Machine learning directed interventions associate with decreased hospitalization rates in hemodialysis patients

Sheetal Chaudhuri, Hao Han, Len Usvyat, Yue Jiao, David Sweet, Allison Vinson, Stephanie Johnstone Steinberg, Dugan Maddux, Kathleen Belmonte, Jane Brzozowski, Brad Bucci, Peter Kotanko, Yuedong Wang, Jeroen P. Kooman, Dr. Frank Maddux, John W. Larkin

Background: An integrated kidney disease company uses machine learning (ML) models that predict the 12-month risk of an outpatient hemodialysis (HD) patient having multiple hospitalizations to assist with directing personalized interdisciplinary interventions in a Dialysis Hospitalization Reduction Program (DHRP). We investigated the impact of risk directed interventions in the DHRP on clinic-wide hospitalization rates.

Methods: We compared the hospital admission and day rates per-patient-year (ppy) from all hemodialysis patients in 54 DHRP and 54 control clinics identified by propensity score matching at baseline in 2015 and at the end of the pilot in 2018. We also used paired T test to compare the between group difference of annual hospitalization rate and hospitalization days rates at baseline and end of the pilot.

Results: The between group difference in annual hospital admission and day rates was similar at baseline (2015) with a mean difference between DHRP versus control clinics of -0.008 ± 0.09 ppy and -0.05 ± 0.96 ppy respectively. The between group difference in hospital admission and day rates became more distinct at the end of follow up (2018) favoring DHRP clinics with the mean difference being -0.155 ± 0.38 ppy and -0.97 ± 2.78 ppy respectively. A paired t-test showed the change in the between group difference in hospital admission and day rates from baseline to the end of the follow up was statistically significant (t-value = 2.73, p-value < 0.01) and (t-value = 2.29, p-value = 0.02) respectively.

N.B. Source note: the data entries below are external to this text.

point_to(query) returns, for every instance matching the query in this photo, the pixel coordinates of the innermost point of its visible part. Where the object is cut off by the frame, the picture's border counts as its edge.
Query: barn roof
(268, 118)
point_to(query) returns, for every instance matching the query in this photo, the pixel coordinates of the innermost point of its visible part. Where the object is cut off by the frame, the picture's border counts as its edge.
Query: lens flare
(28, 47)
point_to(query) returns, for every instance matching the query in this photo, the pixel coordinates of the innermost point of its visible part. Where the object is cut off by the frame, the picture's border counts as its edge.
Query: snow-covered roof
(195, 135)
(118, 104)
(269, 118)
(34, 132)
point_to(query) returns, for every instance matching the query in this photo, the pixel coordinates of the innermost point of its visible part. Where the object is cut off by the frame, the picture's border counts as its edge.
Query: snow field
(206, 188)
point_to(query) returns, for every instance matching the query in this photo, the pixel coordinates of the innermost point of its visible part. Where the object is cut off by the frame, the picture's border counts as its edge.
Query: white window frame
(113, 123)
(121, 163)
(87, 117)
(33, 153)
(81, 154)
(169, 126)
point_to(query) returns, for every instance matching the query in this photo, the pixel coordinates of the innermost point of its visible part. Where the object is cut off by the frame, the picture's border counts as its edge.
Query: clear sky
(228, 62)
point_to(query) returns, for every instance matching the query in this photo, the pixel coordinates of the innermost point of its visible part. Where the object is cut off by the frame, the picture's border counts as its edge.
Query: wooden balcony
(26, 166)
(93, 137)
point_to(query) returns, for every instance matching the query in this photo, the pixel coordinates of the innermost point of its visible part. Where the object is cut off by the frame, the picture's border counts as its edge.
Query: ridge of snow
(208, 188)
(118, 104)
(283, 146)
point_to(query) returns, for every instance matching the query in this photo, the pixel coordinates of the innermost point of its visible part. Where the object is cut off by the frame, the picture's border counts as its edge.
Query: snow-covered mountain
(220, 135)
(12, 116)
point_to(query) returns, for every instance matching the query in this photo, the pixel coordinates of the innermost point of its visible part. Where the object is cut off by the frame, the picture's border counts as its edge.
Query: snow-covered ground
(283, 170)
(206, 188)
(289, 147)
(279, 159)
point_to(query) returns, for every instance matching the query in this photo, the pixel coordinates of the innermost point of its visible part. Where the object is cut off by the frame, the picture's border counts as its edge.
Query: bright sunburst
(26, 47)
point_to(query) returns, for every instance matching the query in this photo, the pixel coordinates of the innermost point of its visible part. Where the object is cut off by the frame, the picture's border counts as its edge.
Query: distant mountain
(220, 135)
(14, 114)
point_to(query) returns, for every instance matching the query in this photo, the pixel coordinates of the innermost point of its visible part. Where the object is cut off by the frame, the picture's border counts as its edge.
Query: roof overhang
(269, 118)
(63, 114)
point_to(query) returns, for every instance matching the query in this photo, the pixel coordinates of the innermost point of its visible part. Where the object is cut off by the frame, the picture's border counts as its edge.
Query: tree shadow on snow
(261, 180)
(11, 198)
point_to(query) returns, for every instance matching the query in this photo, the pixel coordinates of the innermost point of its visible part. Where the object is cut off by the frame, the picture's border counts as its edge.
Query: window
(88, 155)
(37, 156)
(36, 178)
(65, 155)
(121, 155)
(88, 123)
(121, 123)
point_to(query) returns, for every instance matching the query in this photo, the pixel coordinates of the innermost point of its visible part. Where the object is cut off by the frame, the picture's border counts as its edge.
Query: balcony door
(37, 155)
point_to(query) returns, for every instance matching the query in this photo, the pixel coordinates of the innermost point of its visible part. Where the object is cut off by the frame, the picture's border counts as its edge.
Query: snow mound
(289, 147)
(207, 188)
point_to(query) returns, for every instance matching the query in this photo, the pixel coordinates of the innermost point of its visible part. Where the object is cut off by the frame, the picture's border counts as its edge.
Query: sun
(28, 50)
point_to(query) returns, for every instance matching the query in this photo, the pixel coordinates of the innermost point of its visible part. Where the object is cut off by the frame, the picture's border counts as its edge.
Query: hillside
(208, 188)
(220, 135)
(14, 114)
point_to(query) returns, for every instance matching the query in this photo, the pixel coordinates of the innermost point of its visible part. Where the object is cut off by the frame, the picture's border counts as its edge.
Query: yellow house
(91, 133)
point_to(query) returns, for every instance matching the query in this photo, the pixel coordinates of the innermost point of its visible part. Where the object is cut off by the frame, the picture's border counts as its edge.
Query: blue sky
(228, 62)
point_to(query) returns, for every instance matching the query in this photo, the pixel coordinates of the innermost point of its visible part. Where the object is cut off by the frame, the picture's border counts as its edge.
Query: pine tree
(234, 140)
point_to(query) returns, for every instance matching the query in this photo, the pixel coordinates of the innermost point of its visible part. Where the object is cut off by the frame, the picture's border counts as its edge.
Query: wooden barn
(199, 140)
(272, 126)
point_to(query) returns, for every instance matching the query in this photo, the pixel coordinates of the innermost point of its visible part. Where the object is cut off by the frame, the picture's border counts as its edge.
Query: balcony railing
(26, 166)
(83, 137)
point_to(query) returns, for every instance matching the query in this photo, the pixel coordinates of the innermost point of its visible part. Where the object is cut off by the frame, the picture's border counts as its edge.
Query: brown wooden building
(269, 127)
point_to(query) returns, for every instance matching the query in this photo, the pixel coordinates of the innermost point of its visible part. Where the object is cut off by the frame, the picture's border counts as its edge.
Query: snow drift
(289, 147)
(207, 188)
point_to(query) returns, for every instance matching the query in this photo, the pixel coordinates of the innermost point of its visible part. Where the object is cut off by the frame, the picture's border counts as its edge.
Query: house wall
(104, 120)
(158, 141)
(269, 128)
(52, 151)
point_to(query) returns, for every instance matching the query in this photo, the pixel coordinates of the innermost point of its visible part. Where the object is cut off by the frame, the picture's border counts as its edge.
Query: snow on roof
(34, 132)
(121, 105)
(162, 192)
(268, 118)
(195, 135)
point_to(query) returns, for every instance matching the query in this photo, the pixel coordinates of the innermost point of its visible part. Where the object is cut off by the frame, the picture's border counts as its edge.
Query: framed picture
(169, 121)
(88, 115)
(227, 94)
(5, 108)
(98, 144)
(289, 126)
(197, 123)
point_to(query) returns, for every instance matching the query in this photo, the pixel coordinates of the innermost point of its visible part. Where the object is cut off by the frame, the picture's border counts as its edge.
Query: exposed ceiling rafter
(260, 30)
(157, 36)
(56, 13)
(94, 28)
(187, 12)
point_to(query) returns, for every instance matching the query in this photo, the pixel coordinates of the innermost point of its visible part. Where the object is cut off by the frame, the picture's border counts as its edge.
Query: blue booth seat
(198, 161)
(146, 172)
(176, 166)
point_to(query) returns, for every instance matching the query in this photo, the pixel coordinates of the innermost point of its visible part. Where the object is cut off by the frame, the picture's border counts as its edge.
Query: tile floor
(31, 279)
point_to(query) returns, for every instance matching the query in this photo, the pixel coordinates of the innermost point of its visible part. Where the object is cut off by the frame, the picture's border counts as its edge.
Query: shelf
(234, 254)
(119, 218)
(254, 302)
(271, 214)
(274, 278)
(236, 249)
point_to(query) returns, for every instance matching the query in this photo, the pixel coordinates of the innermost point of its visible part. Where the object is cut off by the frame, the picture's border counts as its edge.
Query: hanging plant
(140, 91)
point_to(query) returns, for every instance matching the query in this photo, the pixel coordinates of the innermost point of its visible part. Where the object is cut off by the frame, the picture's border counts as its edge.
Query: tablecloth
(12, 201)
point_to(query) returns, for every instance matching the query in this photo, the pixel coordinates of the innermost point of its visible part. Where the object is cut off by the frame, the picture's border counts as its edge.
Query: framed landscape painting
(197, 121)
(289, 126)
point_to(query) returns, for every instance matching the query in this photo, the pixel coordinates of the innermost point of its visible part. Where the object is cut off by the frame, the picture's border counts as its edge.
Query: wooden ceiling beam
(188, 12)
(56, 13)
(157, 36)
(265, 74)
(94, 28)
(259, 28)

Conclusions: These findings suggest ML model-based risk-directed interdisciplinary team interventions associate with lower hospitalization rates and hospital day rate in HD patients, compared to controls.

About the Author

Dr. Peter Kotanko, MD

RRI Research Director

SVP, Corporate Research & Development

Peter Kotanko, MD, is Research Director at the Renal Research Institute (RRI), New York. Prior to joining RRI, from 1997 to 2007 he served as vice chair of a department of internal medicine at an academic teaching hospital in Graz, Austria. Prior to moving to Graz in 1989, he worked from 1982 to 1989 in the Department of Physiology and the University Clinic of Internal Medicine in Innsbruck, Austria. From 1995 to 1996 he trained in nephrology at the Hammersmith Hospital, London, United Kingdom.